In a few hours, Americans will engage in a collective activity that doesn’t involve being led like sheeple to another banker-endorsed conflict. Today, of course, is the culmination of what’s popularly known as Super Bowl weekend. Tens of thousands will shell out ridiculous amounts of money to watch grown men smash their brains. Millions of others will watch from their comfort of their lazy chairs.

The NFL is big business, sparking a sports economy like no other in this nation. In the 2016 edition of the Super Bowl, the National Retail Federation reported that overall spending topped $15.5 billion. To put this into perspective, this figure amounts to almost 60% of Vermont’s annual GDP. The sad part is that none of this Super Bowl revenue is related to utilitarian activities.

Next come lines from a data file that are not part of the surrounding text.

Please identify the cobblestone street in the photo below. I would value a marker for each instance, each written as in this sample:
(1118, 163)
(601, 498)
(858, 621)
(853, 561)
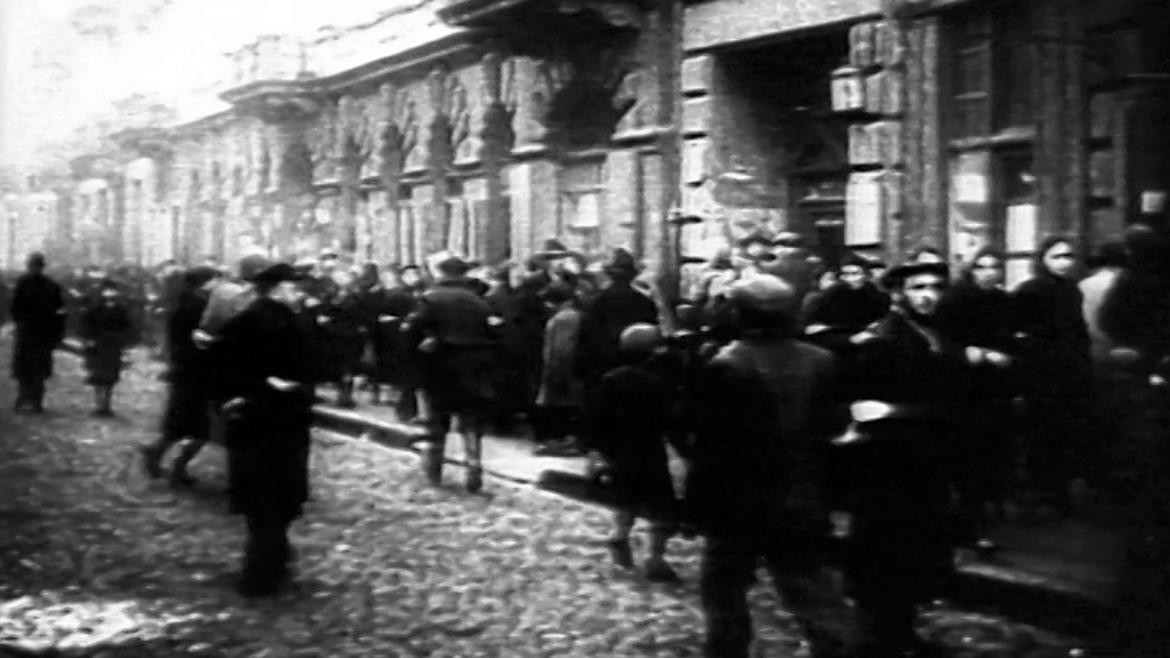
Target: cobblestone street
(97, 560)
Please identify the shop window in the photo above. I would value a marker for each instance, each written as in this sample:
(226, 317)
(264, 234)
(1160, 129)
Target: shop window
(993, 59)
(990, 120)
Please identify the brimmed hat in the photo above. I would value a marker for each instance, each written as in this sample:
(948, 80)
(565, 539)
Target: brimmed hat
(253, 265)
(558, 293)
(621, 262)
(553, 248)
(896, 275)
(454, 266)
(197, 276)
(755, 238)
(855, 260)
(277, 273)
(789, 239)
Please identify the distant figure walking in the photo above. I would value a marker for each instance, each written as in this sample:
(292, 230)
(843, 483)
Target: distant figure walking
(39, 312)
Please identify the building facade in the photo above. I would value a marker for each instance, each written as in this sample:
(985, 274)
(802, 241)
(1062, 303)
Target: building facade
(488, 127)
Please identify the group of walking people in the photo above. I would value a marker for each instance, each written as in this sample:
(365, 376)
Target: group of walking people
(908, 397)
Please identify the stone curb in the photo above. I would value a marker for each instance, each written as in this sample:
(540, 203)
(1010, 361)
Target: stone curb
(1054, 603)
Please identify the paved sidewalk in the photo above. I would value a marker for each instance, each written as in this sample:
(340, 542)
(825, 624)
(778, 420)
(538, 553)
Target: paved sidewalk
(1062, 570)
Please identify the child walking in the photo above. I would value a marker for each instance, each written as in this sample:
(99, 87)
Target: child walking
(630, 425)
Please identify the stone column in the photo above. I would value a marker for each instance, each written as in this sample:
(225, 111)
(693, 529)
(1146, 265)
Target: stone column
(532, 205)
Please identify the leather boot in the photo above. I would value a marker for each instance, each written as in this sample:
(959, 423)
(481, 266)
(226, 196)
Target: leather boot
(474, 479)
(345, 393)
(432, 453)
(179, 475)
(152, 457)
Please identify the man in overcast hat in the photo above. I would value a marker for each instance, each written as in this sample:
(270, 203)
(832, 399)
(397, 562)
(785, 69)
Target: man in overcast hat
(39, 312)
(455, 333)
(614, 308)
(268, 386)
(899, 495)
(761, 409)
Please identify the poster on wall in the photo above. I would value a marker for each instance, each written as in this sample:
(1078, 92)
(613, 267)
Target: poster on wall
(1017, 271)
(864, 208)
(969, 207)
(1019, 228)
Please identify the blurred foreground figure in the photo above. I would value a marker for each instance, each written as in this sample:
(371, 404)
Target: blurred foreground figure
(107, 328)
(453, 328)
(630, 424)
(39, 312)
(188, 396)
(897, 456)
(267, 383)
(761, 412)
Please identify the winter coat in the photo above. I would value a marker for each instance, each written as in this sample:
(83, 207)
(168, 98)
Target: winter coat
(630, 427)
(759, 410)
(39, 312)
(612, 312)
(561, 384)
(190, 374)
(107, 328)
(268, 436)
(1054, 337)
(459, 347)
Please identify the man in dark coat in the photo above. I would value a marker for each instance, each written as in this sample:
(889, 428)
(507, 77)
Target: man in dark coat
(761, 411)
(454, 330)
(903, 386)
(5, 299)
(612, 310)
(186, 416)
(630, 426)
(39, 312)
(846, 308)
(105, 329)
(267, 382)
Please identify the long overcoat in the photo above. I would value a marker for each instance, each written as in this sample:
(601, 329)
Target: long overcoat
(107, 327)
(268, 436)
(190, 374)
(38, 309)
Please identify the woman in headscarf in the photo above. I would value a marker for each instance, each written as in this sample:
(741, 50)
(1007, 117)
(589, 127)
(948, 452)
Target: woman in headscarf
(1058, 372)
(976, 316)
(190, 392)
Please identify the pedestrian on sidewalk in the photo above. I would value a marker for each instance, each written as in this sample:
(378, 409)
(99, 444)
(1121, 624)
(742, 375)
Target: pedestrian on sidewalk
(105, 331)
(453, 328)
(904, 386)
(558, 402)
(761, 412)
(630, 427)
(228, 297)
(976, 317)
(268, 385)
(39, 313)
(1055, 360)
(188, 378)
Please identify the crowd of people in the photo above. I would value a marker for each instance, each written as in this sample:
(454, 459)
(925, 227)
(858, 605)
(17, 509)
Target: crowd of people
(917, 399)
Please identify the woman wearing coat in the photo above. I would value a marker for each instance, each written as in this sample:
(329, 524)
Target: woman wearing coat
(190, 393)
(1058, 372)
(976, 316)
(107, 328)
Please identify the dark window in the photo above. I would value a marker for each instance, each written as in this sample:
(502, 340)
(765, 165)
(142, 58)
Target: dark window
(993, 56)
(1013, 56)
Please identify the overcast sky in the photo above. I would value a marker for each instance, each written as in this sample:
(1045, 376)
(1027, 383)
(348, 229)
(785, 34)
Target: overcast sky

Sure, the hosting city gets a big payout from the NFL for accommodating one of the biggest sporting events in the world. At the same time, though, the costs for hosting rights are astronomical. Everything about the Super Bowl, and the NFL generally speaking, reeks of the entertainment business.

I’m not suggesting that the players are paid actors. All of them are incredible athletes, that’s not in doubt. But it would be remiss to ignore that the NFL has a financial interest in determining who goes to the prized Super Bowl, and especially, who emerges victorious.

New England Patriots quarterback Tom Brady, who was drafted 199th overall, will be competing for his sixth Super Bowl ring against the Philadelphia Eagles. This is an incredible, unprecedented feat, and one that would pay dividends for the NFL.

Let’s be real – the sports economy thrives not just on good competition, but also in dramatic storylines. Here before us, we have a classic David versus Goliath theme. Plus, we’ve seen this match-up before in the 2000s era. People eat this stuff up, which is why it wouldn’t surprise me if indeed the NFL and the Super Bowl were rigged.

I have no smoking gun evidence to suggest this, but certain events can’t be shrugged away. For instance, former NFL star quarterback Peyton Manning was a physical mess heading towards his second Super Bowl ring. Despite the fact that the quarterback is the heart and soul of a football team, his teammates carried his decrepit body to a championship.

In another eyebrow-raising series of incidents, the NFL has pushed new rules to protect the quarterback. These rules allow star athlete like Tom Brady to have an unusually long career, and he’s not the only one. Check out Drew Brees, who, if he keeps going the way that he is, will also be an elite-level, 40-year old quarterback.

Prior to these favorable rules, quarterbacks that survived that long in the NFL were unheard of. But given the alluring power of the sports economy, it’s not unthinkable to believe that our pro leagues have devolved into an entertainment business.